Jonathan DAVID Iconatrophy: Herodotus' Perception of Barbarian Monuments of the Hermus Watershed
Wilhelm Spiegelberg (1927, 25) suggested nearly eighty years ago that the strange story of Sesostris' escape from his usurping brother's fiery death trap, in which the queen persuades Sesostris to have two of his sons serve as human bridges over the flames (2.107), stems from a faulty interpretation of a conventional Egyptian relief type, namely the trampling of conquered foes, often with goddess in attendance. This type of oral commentary on monumental objects, a sort of constructive remembrancing on the basis of rationalizing existing notable remains, has been dubbed by the anthropologist Jan Vansina (1985, 10) "iconatrophy," and it results in stories akin to etiological tales familiar from mythology. This notion can be employed to explain much seemingly bizarre material in Herodotus, and it seems to occur in varying degrees, ranging from a reasonably well-remembered historical detail to a wholly rationalized and constructed explanation of a monument.

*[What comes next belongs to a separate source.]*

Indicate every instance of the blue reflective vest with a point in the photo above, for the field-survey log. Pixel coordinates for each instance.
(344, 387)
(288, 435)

Two such instances related to currently existing monuments in western Turkey are illustrative. First, Herodotus' citation of the typoi of Sesostris in Ionia (2.106) is thought to correspond to Hittite-era stone reliefs in the vicinity of the Karabel pass (see Lloyd 1988, 20-28), complete with hieroglyphic Luwian inscriptions. Recent debate has largely concerned Herodotus' veracity in this instance, and whether or not the ancient roads in question would have gone through the Karabel pass at all (e.g., S. West Historia 1992, 117-120; Pritchett 1993, 106-112). In the midst of these concerns, the manner in which Herodotus actually employs the typoi with respect to his narrative has gone largely ignored. The second example is the citation of the tomb of Alyattes, the singular Lydian "ergon megiston." An overlooked parallel Greek tale about the mound provides insightful comparison: Athenaios (Deipnosophistai 13.573), citing the first book of Klearchos' Erotika, relates a tale of Gyges' building of this enormous memorial for his mistress, which ever after was called "Hetairas," the Courtesan Mound. This provides an interesting parallel to Herodotus' connecting of paidiskai with the monument, and it may indicate that one or both versions of the tale are products of iconatrophy, etiological tales about prostitutes to account for the structure's peculiar Lydian name.
This paper explores these and other similar citations likely to have resulted from iconatrophy and argues that this is a ramification of Herodotus' methodological focus on object-associated historical anecdotes (cf. Immerwahr AJP 1960, 261-275). The argument then proceeds to characterize this aspect of Herodotus' historiographic method as the widespread employment of "mnemotechnic" devices, and what Vansina calls the forged link between tradition and site (1985, 187). Reliance by the historian on this mode of oral transmission frequently results in various types of iconatrophy or similar forms of "deformation," to use Oswyn Murray's term.